Interview Highlights

On the difference between taste and flavor

Taste is a sense, sensed by the tongue, of certain basic chemicals that are sweet, salty, sour, bitter and umami, which is the fifth taste, which is the mysterious but interesting savory taste.

Flavor, which I would say is more of what people experience when they eat, combines taste with the sense of smell. Because when you chew, aromas are liberated from the food which waft up to your nose. The brain then combines the sensation, along with other things — your memories, feelings, the way things look — into the experience of flavor.

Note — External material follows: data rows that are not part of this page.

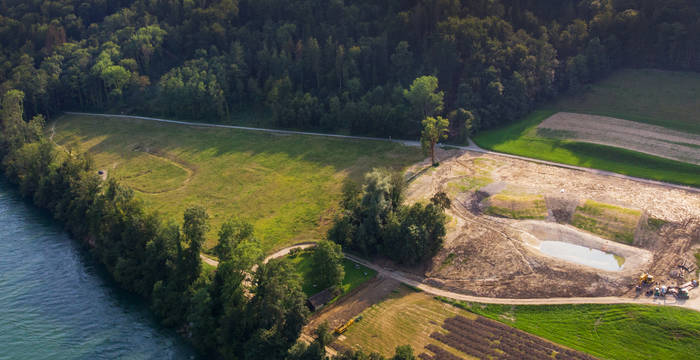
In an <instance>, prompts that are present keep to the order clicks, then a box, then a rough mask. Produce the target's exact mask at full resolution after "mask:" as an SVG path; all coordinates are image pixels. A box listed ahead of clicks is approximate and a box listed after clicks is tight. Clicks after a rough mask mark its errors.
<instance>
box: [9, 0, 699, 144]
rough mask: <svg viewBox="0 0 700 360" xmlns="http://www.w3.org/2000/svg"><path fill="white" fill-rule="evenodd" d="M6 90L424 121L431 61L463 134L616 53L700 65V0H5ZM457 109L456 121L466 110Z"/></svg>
mask: <svg viewBox="0 0 700 360" xmlns="http://www.w3.org/2000/svg"><path fill="white" fill-rule="evenodd" d="M0 14H1V15H0V92H1V93H4V92H5V91H6V90H8V89H10V88H17V89H20V90H22V91H23V92H24V93H25V94H26V105H27V113H28V114H29V115H30V116H29V117H31V116H33V115H34V114H39V113H40V114H44V115H49V116H50V115H52V114H54V113H56V112H59V111H61V110H65V109H72V110H77V109H81V110H110V111H116V110H119V111H126V112H133V113H141V114H153V115H164V116H170V117H180V118H187V119H194V120H197V119H199V120H207V121H227V120H230V118H232V117H233V116H234V114H236V113H238V112H240V111H242V110H251V109H269V112H270V113H271V114H272V115H271V116H272V120H271V121H272V122H271V123H270V124H266V125H270V126H278V127H293V128H307V129H322V130H326V131H349V132H352V133H358V134H360V133H361V134H371V135H382V136H387V135H391V136H395V137H398V136H401V137H417V136H418V134H419V133H420V121H421V120H422V116H420V115H418V114H416V113H415V112H413V111H412V109H411V106H410V104H409V103H408V101H407V99H406V98H405V97H404V96H403V93H404V89H405V88H407V87H408V85H409V83H410V82H411V81H412V80H413V79H414V78H416V77H419V76H423V75H434V76H436V77H437V78H438V80H439V83H440V85H441V89H442V90H443V91H444V92H445V107H444V111H443V113H441V114H436V115H450V114H453V115H454V114H457V112H458V111H459V110H460V109H464V110H469V111H471V112H472V113H473V115H474V120H473V121H472V123H471V124H472V126H471V129H465V128H464V127H463V126H461V122H456V121H453V122H452V123H453V126H452V129H451V136H452V137H453V138H454V137H456V136H463V135H464V133H465V132H466V131H470V130H471V131H477V130H479V129H482V128H486V127H491V126H496V125H499V124H503V123H506V122H510V121H513V120H515V119H517V118H519V117H521V116H522V115H523V114H525V113H527V112H528V111H530V110H531V109H532V108H533V107H534V106H535V105H536V104H538V103H541V102H543V101H546V100H548V99H550V98H552V97H553V96H555V95H557V94H559V93H562V92H565V91H577V90H578V89H580V88H581V87H583V86H584V85H585V84H587V83H589V82H591V81H594V80H596V79H597V78H599V77H602V76H605V75H606V74H607V73H608V72H610V71H611V70H612V69H615V68H617V67H620V66H646V67H661V68H668V69H683V70H695V71H700V31H699V30H700V20H699V19H700V16H699V15H700V4H699V3H698V2H697V1H694V0H669V1H654V0H595V1H594V0H561V1H554V2H552V1H544V2H543V1H536V0H488V1H486V0H473V1H466V0H465V1H459V0H388V1H374V0H354V1H343V0H332V1H321V0H298V1H283V0H212V1H183V0H121V1H84V0H52V1H51V0H43V1H32V2H26V1H11V0H8V1H3V2H1V3H0ZM457 124H459V125H457Z"/></svg>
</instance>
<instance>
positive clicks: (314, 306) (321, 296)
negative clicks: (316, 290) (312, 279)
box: [306, 288, 335, 311]
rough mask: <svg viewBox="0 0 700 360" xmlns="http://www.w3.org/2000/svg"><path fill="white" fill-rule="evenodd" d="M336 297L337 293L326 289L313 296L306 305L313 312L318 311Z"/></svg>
mask: <svg viewBox="0 0 700 360" xmlns="http://www.w3.org/2000/svg"><path fill="white" fill-rule="evenodd" d="M334 297H335V292H333V291H332V290H331V288H328V289H325V290H323V291H321V292H320V293H318V294H316V295H314V296H311V297H310V298H309V299H308V300H306V305H307V306H308V307H309V309H311V311H316V310H318V309H320V308H322V307H323V306H324V305H326V304H327V303H328V302H329V301H331V300H333V298H334Z"/></svg>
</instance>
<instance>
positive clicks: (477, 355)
mask: <svg viewBox="0 0 700 360" xmlns="http://www.w3.org/2000/svg"><path fill="white" fill-rule="evenodd" d="M442 327H443V329H445V330H447V331H448V332H447V333H441V332H434V333H432V334H431V335H430V337H432V338H433V339H436V340H438V341H440V342H441V343H443V344H444V345H447V346H450V347H452V348H455V349H458V350H460V351H462V352H463V353H465V354H468V355H470V356H473V357H475V358H478V359H522V360H529V359H532V360H537V359H547V358H550V359H572V360H576V359H585V360H593V359H595V358H594V357H592V356H590V355H587V354H584V353H581V352H578V351H574V350H570V349H565V348H562V347H561V346H559V345H556V344H554V343H551V342H549V341H547V340H543V339H541V338H539V337H537V336H533V335H530V334H528V333H526V332H524V331H520V330H518V329H516V328H513V327H511V326H508V325H504V324H502V323H499V322H497V321H494V320H490V319H487V318H484V317H481V316H479V317H477V318H476V319H468V318H466V317H464V316H455V317H453V318H449V319H446V320H445V323H444V325H442ZM428 350H431V351H433V352H434V353H435V356H432V357H425V356H424V357H422V358H423V359H443V358H445V357H446V356H445V355H443V354H442V351H444V349H438V347H437V346H431V347H429V348H428ZM447 357H448V358H449V355H448V356H447Z"/></svg>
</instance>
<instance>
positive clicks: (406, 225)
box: [0, 0, 700, 360]
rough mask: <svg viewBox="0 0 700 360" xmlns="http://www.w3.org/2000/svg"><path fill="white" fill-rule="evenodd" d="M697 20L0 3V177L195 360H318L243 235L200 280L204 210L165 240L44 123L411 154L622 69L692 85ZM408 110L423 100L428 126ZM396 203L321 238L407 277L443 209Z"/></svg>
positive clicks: (201, 273) (257, 253)
mask: <svg viewBox="0 0 700 360" xmlns="http://www.w3.org/2000/svg"><path fill="white" fill-rule="evenodd" d="M699 15H700V3H698V2H697V1H695V0H667V1H656V0H560V1H536V0H462V1H460V0H385V1H376V0H354V1H351V0H327V1H321V0H297V1H282V0H196V1H195V0H92V1H86V0H54V1H51V0H0V96H1V97H2V104H1V105H0V160H1V162H0V172H2V173H3V176H5V177H7V178H8V179H9V180H10V181H12V182H13V183H15V184H17V185H18V187H19V189H20V192H21V193H22V194H23V196H25V197H26V198H28V199H30V200H31V201H33V202H34V203H35V204H36V205H37V206H38V207H40V208H43V209H46V210H47V211H49V212H50V213H51V214H53V216H54V217H56V218H57V219H59V220H60V221H62V222H63V223H64V224H65V226H66V229H67V230H68V231H69V232H70V233H71V234H72V235H73V236H74V237H76V238H77V239H81V240H82V241H84V242H85V243H86V244H87V245H89V246H90V247H91V248H92V251H93V253H94V254H95V256H96V257H97V258H98V259H99V260H100V261H101V262H102V263H103V264H104V265H105V267H106V269H107V270H108V272H109V273H110V274H111V275H112V276H113V277H114V278H115V279H116V281H117V282H118V283H119V284H120V285H121V286H123V287H124V288H126V289H127V290H129V291H132V292H134V293H136V294H139V295H140V296H142V297H144V298H146V299H147V300H148V301H149V303H150V304H151V306H152V308H153V310H154V312H155V313H156V314H157V315H158V316H159V318H160V319H162V321H163V322H164V323H165V324H166V325H170V326H174V327H176V328H177V329H179V330H180V331H182V332H183V334H184V335H185V336H186V337H187V338H189V339H191V341H192V343H193V344H195V346H197V347H198V348H199V349H200V350H201V351H202V353H203V354H205V356H207V357H211V358H227V359H261V358H269V359H283V358H287V359H310V360H311V359H323V358H325V356H326V355H325V348H324V345H325V344H327V343H328V341H329V337H328V333H327V331H326V330H327V329H324V328H322V329H321V330H320V331H319V333H318V334H317V336H316V340H315V341H314V342H313V343H312V344H310V345H305V344H301V343H297V339H298V337H299V334H300V331H301V329H302V327H303V325H304V324H305V323H306V318H307V316H308V310H307V309H306V307H305V306H304V295H303V293H302V291H301V285H300V281H299V279H298V275H296V273H295V272H294V271H293V269H291V267H290V266H289V264H288V263H285V262H282V261H271V262H269V263H267V264H263V263H261V261H260V260H261V257H262V253H261V251H260V247H259V244H258V243H257V240H256V239H255V238H254V237H253V236H251V234H252V231H251V230H250V228H249V225H248V224H245V223H242V222H240V221H238V220H236V219H232V220H231V221H230V222H228V223H226V224H224V226H223V227H222V229H221V231H220V237H221V238H220V244H219V246H217V248H216V252H217V255H218V256H219V258H220V259H221V260H222V262H221V264H220V266H219V268H218V269H217V271H203V268H202V263H201V259H200V257H199V254H200V251H201V248H202V244H203V241H204V234H205V233H206V232H207V229H208V216H207V213H206V210H205V209H203V208H199V207H192V208H190V209H188V210H187V211H185V213H184V214H183V221H182V223H181V224H171V223H166V222H164V221H163V220H162V219H161V217H160V216H158V215H157V214H152V213H149V212H148V211H146V210H145V208H144V205H143V204H142V203H141V202H139V201H138V200H137V199H136V198H135V197H134V194H133V191H132V190H130V189H129V188H127V187H124V186H122V185H120V184H119V183H117V182H115V181H111V180H110V181H108V182H106V183H103V182H102V180H101V179H100V178H99V177H98V176H97V175H96V174H95V173H94V171H93V170H92V169H91V167H92V161H91V159H90V157H89V156H88V155H87V154H80V153H74V152H71V151H69V150H68V151H64V150H66V149H59V148H57V147H55V146H54V144H53V143H51V142H50V141H49V140H48V139H46V138H45V137H44V135H43V134H44V131H43V126H44V123H45V119H47V118H51V117H52V116H55V115H57V114H60V113H61V112H62V111H66V110H89V111H110V112H113V111H119V112H125V113H134V114H144V115H162V116H168V117H176V118H182V119H189V120H201V121H205V120H206V121H212V122H231V121H235V119H236V118H237V114H239V113H242V112H245V113H251V112H252V113H253V114H256V116H260V117H262V118H264V119H266V120H265V121H267V125H269V126H275V127H283V128H299V129H317V130H321V131H332V132H350V133H355V134H368V135H378V136H394V137H414V138H417V137H418V136H419V135H420V134H421V127H422V126H421V125H422V124H421V121H423V120H424V118H425V117H426V116H429V117H432V116H436V118H435V119H434V120H435V121H438V120H440V122H442V120H444V119H443V118H442V117H444V118H446V119H450V120H451V121H450V122H449V123H450V124H451V125H450V126H451V128H450V129H449V130H450V131H449V133H450V136H451V137H452V138H453V139H455V140H460V139H462V138H463V137H464V136H465V135H466V134H467V133H468V132H473V131H478V130H480V129H484V128H488V127H492V126H497V125H499V124H504V123H507V122H511V121H514V120H516V119H518V118H519V117H521V116H523V115H524V114H526V113H527V112H529V111H530V110H531V109H532V108H533V107H534V106H535V105H537V104H539V103H542V102H544V101H547V100H548V99H551V98H553V97H554V96H556V95H557V94H560V93H563V92H569V91H578V90H580V89H582V88H584V87H585V86H586V84H587V83H590V82H591V81H594V80H596V79H598V78H600V77H602V76H605V75H606V74H607V73H609V72H610V71H612V70H613V69H615V68H618V67H621V66H639V67H659V68H667V69H683V70H695V71H700V16H699ZM426 89H428V90H426ZM420 93H423V94H428V95H430V94H433V93H435V94H436V95H437V94H439V97H440V101H439V104H437V103H436V104H437V105H439V106H432V107H431V111H430V114H428V113H426V112H425V107H424V106H423V107H421V106H420V104H417V102H416V101H415V96H414V95H415V94H420ZM428 97H429V96H428ZM466 114H469V115H468V116H467V115H466ZM445 123H447V122H445ZM465 123H466V124H467V126H465ZM438 138H439V136H438ZM432 143H434V141H432ZM432 145H434V144H432ZM401 186H402V184H401V183H400V181H399V180H398V179H397V178H396V177H395V176H393V175H391V174H387V173H385V172H381V171H376V172H373V173H371V174H369V175H368V177H367V178H366V183H365V184H364V186H363V187H360V186H357V185H354V186H353V185H348V186H346V189H345V192H344V199H343V203H342V207H343V208H342V214H341V215H340V216H339V217H338V219H337V221H336V223H335V224H334V225H333V228H332V229H331V232H330V233H329V238H330V239H331V240H335V241H336V242H337V243H339V244H342V245H343V247H344V248H346V249H351V250H355V251H358V252H361V253H363V254H366V255H377V254H380V255H387V256H389V257H392V258H393V259H394V260H396V261H399V262H403V263H406V264H414V263H418V262H420V261H423V260H425V259H426V258H428V257H430V256H431V255H432V254H434V252H435V251H437V249H439V247H440V246H441V243H442V239H443V237H444V232H445V228H444V214H443V211H442V209H443V208H444V207H446V206H448V205H447V203H446V202H447V201H448V200H447V199H446V198H444V197H443V196H440V195H439V194H438V195H437V196H436V197H434V198H433V199H432V201H431V202H430V203H429V204H425V205H423V204H417V205H413V206H405V205H403V204H402V201H401V194H402V192H401ZM400 239H401V241H399V240H400ZM405 239H409V240H410V241H409V242H408V243H406V242H405V241H404V240H405ZM254 264H258V266H257V268H256V270H255V271H251V268H252V266H253V265H254ZM338 358H339V359H380V358H381V357H380V356H379V355H377V354H364V353H362V352H351V353H348V354H344V355H342V356H339V357H338ZM394 358H395V359H412V358H413V355H412V351H411V349H410V348H406V347H401V348H399V349H397V351H396V356H395V357H394Z"/></svg>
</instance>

On the evolutionary roots of our attraction to sweetness

Sweetness is very ancient from an evolutionary standpoint, because sugars are part of the basic cycle of life, so this is sort of programmed into us at a very deep level. ... However, humanity is weird with flavor in ways that no other creatures are. ... We have certain genetic programming, such as liking sugar and disliking bitterness. But we're also very malleable, our tastes our malleable. This is also part of a result of our evolutionary heritage in that our ancestors lived in so many different parts of the world, with so many different types of food, and still do, that flexibility is part of our makeup as well. We learn to like things that, by rights, no one should like.

On why we like to eat things that are gross

I paid a visit to Iceland during my research and I tried ... a type of fermented sea shark. It used to be buried in the sand for months, and then they'd dig it up in a semi-fermented, rotted state and eat it. Vikings did that, I guess when they had no other option, but today it's a delicacy, it's a national tradition in Iceland. But it smells like a combination of ammonia and rotted fish. ... You're supposed to drink it with some Icelandic schnapps and toast the god Thor. I tried this and I have to say, I did not learn to like it. ... But if you live in Iceland, you will learn to like it because you derive other pleasures from it, you derive fellowship, and it's fun and your brain kind of shifts around, so things that other people find disgusting, you find enjoyable.